Consequently, it was found that the ratio of the total amount of tricyclooxyisohumulone and tricyclooxyisocohumulone to the total amount of scorpio-humulinol and scorpio-cohumulinol was from about 2 to 20 in the hop oxidation-reaction product.
Hard capsules (Size number 1) each filled with 257 mg of crystalline cellulose alone were used as placebo. Hard capsules each filled with 100 mg of crystalline cellulose and 153 mg of a dried form of the aqueous extract of the hop oxidation-reaction product obtained in the procedure (2) of Example 1 were used as a test food. The hard capsules used for the respective foods had the same color and shape so that the foods were indistinguishable in appearance from each other. A single capsule of the test food contains 17.5 mg of the S-Fr on the dry-mass basis.

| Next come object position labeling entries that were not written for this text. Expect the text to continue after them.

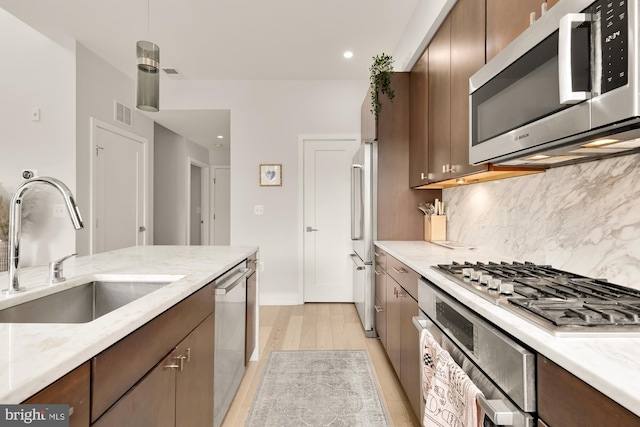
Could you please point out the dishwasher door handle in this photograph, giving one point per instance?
(232, 283)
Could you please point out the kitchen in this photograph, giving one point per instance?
(486, 204)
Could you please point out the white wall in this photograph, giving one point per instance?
(37, 73)
(170, 162)
(581, 218)
(266, 119)
(97, 85)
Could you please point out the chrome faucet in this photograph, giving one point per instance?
(15, 223)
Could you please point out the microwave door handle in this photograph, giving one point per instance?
(355, 234)
(565, 72)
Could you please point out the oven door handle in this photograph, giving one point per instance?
(496, 411)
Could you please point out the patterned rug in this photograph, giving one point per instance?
(317, 388)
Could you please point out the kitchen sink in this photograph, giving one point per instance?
(82, 303)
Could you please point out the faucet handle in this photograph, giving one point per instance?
(55, 269)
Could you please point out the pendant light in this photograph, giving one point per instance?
(148, 73)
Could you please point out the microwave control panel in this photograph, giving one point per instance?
(612, 16)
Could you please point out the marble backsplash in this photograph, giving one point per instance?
(581, 218)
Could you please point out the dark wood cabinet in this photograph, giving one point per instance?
(74, 390)
(440, 102)
(397, 296)
(566, 401)
(455, 54)
(194, 377)
(506, 20)
(419, 119)
(178, 391)
(467, 57)
(410, 376)
(398, 214)
(151, 402)
(252, 301)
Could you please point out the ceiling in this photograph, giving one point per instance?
(228, 39)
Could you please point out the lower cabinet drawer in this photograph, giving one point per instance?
(405, 276)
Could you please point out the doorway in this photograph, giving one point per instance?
(221, 205)
(197, 202)
(326, 198)
(119, 188)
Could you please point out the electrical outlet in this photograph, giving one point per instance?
(58, 210)
(29, 173)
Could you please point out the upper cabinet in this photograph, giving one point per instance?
(418, 126)
(398, 214)
(507, 19)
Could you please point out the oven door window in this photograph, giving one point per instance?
(528, 90)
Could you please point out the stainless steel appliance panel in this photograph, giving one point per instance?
(230, 314)
(363, 220)
(507, 363)
(569, 79)
(499, 409)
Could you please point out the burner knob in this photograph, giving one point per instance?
(485, 279)
(494, 284)
(506, 288)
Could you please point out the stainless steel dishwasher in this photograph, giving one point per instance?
(230, 301)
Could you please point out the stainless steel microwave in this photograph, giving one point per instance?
(565, 91)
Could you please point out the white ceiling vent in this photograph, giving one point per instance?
(121, 113)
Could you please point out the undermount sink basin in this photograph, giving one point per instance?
(82, 303)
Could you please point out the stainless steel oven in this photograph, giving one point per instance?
(566, 90)
(499, 366)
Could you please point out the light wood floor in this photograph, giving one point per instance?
(319, 327)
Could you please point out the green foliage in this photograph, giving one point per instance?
(380, 77)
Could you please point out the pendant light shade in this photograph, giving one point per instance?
(148, 76)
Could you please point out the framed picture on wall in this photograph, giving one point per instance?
(271, 175)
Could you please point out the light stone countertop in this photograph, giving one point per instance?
(33, 356)
(609, 364)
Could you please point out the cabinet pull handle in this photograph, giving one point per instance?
(181, 359)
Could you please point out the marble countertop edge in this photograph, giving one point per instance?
(584, 357)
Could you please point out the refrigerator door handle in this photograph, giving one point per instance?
(353, 258)
(355, 234)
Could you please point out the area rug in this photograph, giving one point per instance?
(317, 388)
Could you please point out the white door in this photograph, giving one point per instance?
(119, 190)
(221, 206)
(327, 242)
(195, 208)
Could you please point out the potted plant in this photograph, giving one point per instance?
(380, 78)
(5, 198)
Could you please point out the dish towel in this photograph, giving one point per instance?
(450, 395)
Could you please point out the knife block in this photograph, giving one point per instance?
(435, 228)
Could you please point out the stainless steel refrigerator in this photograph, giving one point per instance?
(363, 232)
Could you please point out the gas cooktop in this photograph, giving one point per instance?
(561, 302)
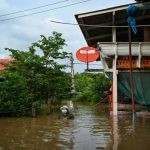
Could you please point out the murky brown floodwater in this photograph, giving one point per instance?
(90, 130)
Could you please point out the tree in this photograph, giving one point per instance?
(34, 78)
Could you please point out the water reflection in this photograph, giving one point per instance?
(91, 129)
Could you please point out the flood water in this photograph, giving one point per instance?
(92, 129)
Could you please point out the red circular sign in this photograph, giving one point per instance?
(87, 54)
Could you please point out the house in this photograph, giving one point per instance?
(108, 30)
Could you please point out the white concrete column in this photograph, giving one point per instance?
(113, 28)
(115, 72)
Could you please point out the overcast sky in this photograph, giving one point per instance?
(20, 33)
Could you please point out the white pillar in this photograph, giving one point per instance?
(114, 88)
(113, 28)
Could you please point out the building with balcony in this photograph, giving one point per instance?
(107, 29)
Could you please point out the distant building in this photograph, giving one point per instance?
(108, 29)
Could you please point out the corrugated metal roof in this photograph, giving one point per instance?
(109, 17)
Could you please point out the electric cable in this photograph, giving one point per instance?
(16, 12)
(94, 25)
(38, 12)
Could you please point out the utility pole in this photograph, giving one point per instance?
(72, 72)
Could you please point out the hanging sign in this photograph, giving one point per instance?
(87, 54)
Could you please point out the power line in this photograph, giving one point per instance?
(16, 12)
(45, 10)
(94, 25)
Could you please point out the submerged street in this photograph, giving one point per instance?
(91, 129)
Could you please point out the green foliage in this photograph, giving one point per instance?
(90, 87)
(34, 78)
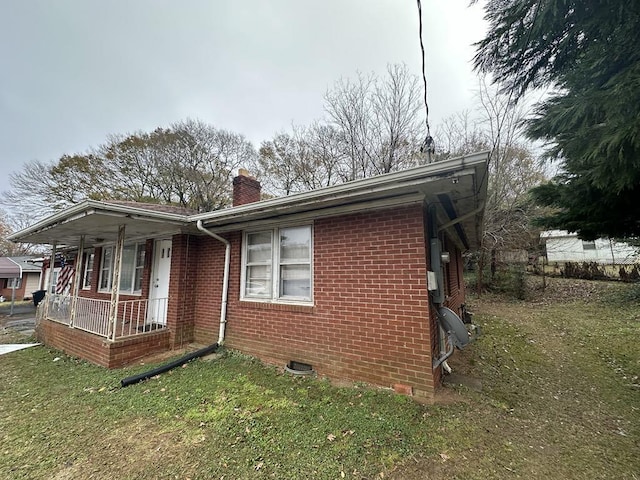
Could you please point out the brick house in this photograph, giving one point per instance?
(335, 278)
(19, 277)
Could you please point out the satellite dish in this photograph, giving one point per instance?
(454, 327)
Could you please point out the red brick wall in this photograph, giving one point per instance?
(370, 320)
(182, 296)
(98, 350)
(453, 277)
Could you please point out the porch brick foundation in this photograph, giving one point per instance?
(96, 349)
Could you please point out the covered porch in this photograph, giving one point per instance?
(108, 297)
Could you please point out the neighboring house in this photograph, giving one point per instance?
(334, 278)
(562, 246)
(19, 276)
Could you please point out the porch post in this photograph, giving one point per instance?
(50, 287)
(115, 285)
(76, 281)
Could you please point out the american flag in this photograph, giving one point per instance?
(64, 278)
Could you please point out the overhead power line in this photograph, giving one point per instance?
(428, 145)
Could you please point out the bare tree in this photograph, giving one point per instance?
(378, 121)
(188, 164)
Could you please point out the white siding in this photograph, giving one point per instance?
(569, 248)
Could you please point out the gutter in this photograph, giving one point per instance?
(225, 281)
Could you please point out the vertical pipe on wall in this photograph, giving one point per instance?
(225, 280)
(115, 286)
(50, 287)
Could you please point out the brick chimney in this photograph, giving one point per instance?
(246, 189)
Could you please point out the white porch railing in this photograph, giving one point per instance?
(92, 315)
(58, 308)
(133, 317)
(141, 316)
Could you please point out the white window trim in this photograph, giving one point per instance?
(88, 255)
(138, 246)
(275, 268)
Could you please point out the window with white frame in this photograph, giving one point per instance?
(88, 270)
(130, 271)
(277, 265)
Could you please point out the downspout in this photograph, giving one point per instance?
(13, 288)
(225, 281)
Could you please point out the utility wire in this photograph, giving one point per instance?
(428, 145)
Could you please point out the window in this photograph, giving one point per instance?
(88, 270)
(277, 265)
(130, 271)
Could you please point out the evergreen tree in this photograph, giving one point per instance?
(588, 53)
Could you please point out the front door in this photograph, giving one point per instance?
(159, 291)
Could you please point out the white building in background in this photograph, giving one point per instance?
(562, 246)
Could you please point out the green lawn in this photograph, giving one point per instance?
(560, 399)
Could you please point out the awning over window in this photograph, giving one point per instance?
(9, 269)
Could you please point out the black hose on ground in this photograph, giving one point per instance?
(125, 382)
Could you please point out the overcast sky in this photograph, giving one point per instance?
(74, 71)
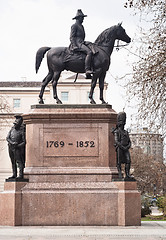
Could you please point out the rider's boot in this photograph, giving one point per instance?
(21, 173)
(127, 170)
(119, 171)
(14, 168)
(88, 70)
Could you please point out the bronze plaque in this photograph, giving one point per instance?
(71, 142)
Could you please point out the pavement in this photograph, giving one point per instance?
(150, 230)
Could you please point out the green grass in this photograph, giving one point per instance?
(153, 218)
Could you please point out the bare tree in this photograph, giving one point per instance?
(148, 82)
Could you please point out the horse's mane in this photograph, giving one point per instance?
(105, 36)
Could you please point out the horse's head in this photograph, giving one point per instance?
(121, 34)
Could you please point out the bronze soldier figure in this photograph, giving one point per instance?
(16, 145)
(77, 37)
(122, 144)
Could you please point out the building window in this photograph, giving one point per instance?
(65, 96)
(16, 102)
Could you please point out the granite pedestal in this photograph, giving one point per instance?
(71, 167)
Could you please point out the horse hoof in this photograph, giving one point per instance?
(92, 101)
(58, 101)
(103, 102)
(41, 101)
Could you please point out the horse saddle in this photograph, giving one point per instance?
(71, 55)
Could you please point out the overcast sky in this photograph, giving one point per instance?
(27, 25)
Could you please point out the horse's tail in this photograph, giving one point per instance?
(39, 56)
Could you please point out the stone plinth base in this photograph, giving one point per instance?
(71, 165)
(11, 204)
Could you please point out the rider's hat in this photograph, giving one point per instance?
(18, 117)
(121, 118)
(79, 14)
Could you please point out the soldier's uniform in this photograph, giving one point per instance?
(16, 145)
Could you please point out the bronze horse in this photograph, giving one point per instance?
(60, 58)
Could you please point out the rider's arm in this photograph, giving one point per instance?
(73, 36)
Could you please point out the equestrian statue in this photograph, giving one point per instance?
(93, 59)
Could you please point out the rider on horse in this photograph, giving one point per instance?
(77, 37)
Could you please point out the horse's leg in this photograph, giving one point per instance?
(54, 85)
(101, 86)
(93, 85)
(45, 82)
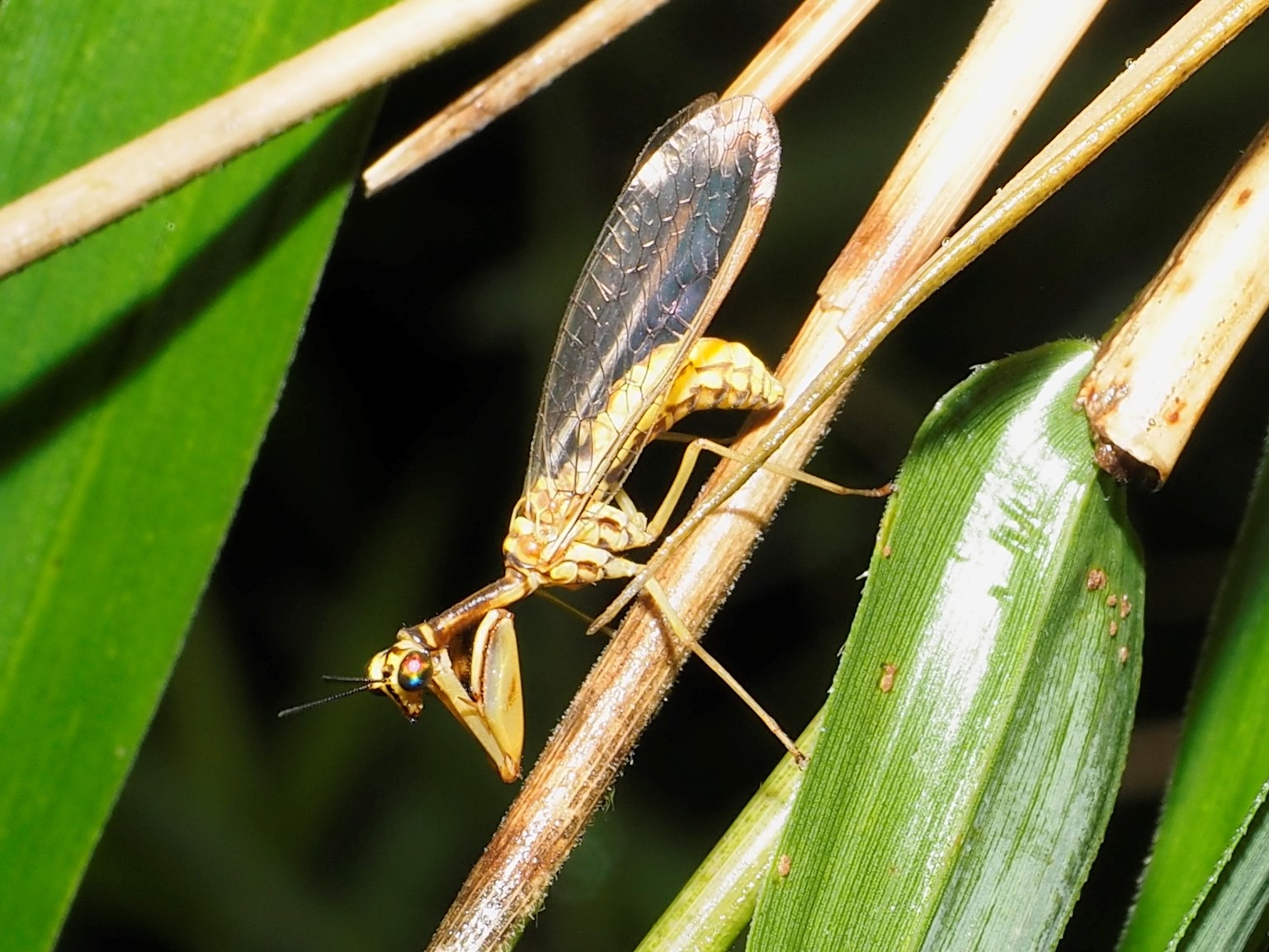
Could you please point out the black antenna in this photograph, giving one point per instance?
(362, 685)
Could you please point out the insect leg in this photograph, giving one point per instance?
(681, 631)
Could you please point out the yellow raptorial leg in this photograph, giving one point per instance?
(686, 638)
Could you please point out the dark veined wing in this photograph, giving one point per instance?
(663, 263)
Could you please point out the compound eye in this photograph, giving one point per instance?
(415, 672)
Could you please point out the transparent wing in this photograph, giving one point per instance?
(667, 256)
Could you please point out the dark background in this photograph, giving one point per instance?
(384, 488)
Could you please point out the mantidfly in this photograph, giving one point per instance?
(630, 362)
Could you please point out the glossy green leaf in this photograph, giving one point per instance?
(717, 903)
(137, 374)
(980, 718)
(1200, 871)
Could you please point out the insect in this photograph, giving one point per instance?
(630, 362)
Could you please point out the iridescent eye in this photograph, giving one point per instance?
(414, 673)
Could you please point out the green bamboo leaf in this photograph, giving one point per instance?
(980, 718)
(1200, 871)
(137, 374)
(717, 903)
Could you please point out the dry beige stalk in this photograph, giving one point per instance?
(634, 673)
(167, 158)
(1155, 376)
(571, 42)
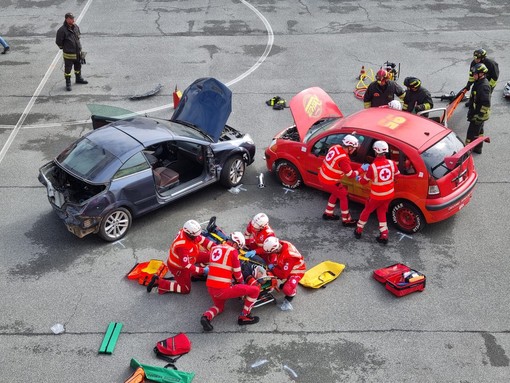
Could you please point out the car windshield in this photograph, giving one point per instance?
(319, 127)
(434, 156)
(85, 159)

Ten healthy non-smoking men and women not younger than 40 years old were recruited and were randomly assigned to groups of five subjects, the placebo group and the test food group. Two capsules of the placebo were used daily for the subjects in the placebo group, and two capsules of the test food were used daily for the subjects in the test food group (two capsules of the test food contain 35 mg of the S-Fr on the dry-mass basis). The test schedule is as depicted in
The Trail Making Test Part A (hereinafter referred to as TMT), the Letter-Number Sequencing Test (hereinafter referred to as LNS), and CANTAB from Cambridge Cognition Holdings Plc were used as the cognitive function assessments. CANTAB is software with which multiple cognitive function assessments can be implemented. Among those assessments, the Pattern Recognition Memory (hereinafter referred to as PRM), the Spatial Working Memory (hereinafter referred to as SWM), and the Paired Associates Learning (hereinafter referred to as PAL) were used. The order of those assessments was as follows: TMT, PRM, SWM, PAL, and LNS. The test subjects underwent those cognitive function assessments during the morning, which were started after the test subjects entered an examination room and then rested for 10 minutes. Details of the respective assessment methods are as described below. Each of the assessment methods is a widely accepted method for the evaluation of cognitive functions.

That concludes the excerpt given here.